Qualcomm Technologies, Inc. has revealed its latest advancements in AI-optimized solutions for data centers with the launch of the AI200 and AI250 accelerator cards and racks. These cutting-edge offerings, leveraging the company’s expertise in NPU technology, are designed to deliver unparalleled rack-scale performance and memory capacity, setting a new standard for generative AI inference.
The Qualcomm AI200 is specifically crafted to provide cost-effective and high-performance solutions for large language models and various AI workloads. With support for up to 768 GB of LPDDR per card, it caters to the demanding memory requirements of AI tasks while emphasizing scalability and flexibility.
On the other hand, the Qualcomm AI250 introduces a groundbreaking memory architecture based on near-memory computing. This innovative approach results in over a 10x enhancement in memory bandwidth efficiency and a significant reduction in power consumption, enabling the efficient deployment of AI across diverse hardware configurations.
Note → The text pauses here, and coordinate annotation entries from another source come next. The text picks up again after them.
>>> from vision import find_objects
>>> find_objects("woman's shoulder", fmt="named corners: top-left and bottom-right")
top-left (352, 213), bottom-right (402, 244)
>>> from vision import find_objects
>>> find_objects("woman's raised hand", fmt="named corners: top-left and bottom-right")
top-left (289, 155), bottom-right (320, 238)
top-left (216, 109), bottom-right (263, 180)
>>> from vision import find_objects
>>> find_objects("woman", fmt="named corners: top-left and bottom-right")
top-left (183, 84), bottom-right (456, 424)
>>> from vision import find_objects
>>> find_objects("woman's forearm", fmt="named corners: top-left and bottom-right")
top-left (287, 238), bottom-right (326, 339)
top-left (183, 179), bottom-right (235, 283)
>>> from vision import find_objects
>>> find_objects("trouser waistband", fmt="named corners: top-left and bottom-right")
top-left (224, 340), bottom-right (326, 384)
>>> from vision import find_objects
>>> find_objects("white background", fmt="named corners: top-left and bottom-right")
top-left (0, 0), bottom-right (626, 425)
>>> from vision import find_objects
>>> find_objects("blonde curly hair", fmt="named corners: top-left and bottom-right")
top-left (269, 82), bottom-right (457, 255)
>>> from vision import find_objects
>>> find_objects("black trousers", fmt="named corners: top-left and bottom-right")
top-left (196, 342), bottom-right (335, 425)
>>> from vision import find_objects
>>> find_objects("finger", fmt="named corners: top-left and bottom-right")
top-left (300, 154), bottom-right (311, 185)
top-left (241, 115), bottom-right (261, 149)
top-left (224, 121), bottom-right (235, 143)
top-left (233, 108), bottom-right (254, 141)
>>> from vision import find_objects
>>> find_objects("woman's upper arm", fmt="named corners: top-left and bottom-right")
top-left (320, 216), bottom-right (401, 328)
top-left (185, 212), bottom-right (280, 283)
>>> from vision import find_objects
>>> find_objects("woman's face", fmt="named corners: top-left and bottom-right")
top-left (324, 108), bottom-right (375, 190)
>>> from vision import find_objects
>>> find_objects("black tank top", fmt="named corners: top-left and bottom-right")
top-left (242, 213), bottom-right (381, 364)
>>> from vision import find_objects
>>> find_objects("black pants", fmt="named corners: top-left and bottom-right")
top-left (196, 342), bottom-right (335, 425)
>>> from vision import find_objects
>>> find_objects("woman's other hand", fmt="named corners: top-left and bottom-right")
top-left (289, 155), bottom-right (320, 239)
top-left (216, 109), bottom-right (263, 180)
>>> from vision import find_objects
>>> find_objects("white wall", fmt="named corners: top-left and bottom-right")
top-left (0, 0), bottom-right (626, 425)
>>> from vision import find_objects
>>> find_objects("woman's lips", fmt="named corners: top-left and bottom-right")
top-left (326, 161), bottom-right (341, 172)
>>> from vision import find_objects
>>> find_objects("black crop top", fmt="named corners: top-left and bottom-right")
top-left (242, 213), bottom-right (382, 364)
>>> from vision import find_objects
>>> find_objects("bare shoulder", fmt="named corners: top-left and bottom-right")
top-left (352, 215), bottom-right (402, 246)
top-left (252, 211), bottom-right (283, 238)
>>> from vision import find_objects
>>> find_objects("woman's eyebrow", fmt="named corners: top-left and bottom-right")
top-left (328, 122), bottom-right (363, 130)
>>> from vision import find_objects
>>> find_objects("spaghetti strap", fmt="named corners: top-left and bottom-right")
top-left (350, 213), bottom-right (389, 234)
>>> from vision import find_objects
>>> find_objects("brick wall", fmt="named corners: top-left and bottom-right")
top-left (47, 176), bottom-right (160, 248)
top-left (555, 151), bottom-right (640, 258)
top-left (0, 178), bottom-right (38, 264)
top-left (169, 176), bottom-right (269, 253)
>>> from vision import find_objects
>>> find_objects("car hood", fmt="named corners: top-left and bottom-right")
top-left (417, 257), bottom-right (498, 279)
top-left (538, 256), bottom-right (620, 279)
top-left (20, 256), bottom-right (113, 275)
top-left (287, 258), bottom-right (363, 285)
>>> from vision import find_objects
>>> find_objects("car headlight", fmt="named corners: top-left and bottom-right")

Both the AI200 and AI250 solutions come equipped with advanced features such as direct liquid cooling, PCIe for enhanced scalability, and Ethernet for seamless expansion. Additionally, they integrate confidential computing capabilities to ensure the security of AI processes, drawing 160 kW per rack to meet the evolving needs of modern data center environments.
Durga Malladi, Senior Vice President and General Manager at Qualcomm, emphasized the ease of integration, management, and scaling of AI models on their optimized AI inference solutions. With robust support for leading AI frameworks and simplified model deployment, the AI200 and AI250 are tailored for frictionless adoption and rapid innovation.
The comprehensive software stack accompanying these solutions supports a wide range of machine learning frameworks and inference engines, prioritizing generative AI tasks through techniques like disaggregated serving. This streamlined approach streamlines model integration and provides developers with access to a variety of AI applications, libraries, and tools for enhanced operational efficiency.
Expected to be commercially available in 2026 and 2027, the AI200 and AI250 reflect Qualcomm’s ongoing commitment to advancing data center AI capabilities annually, with a focus on enhancing performance, energy efficiency, and cost-effectiveness.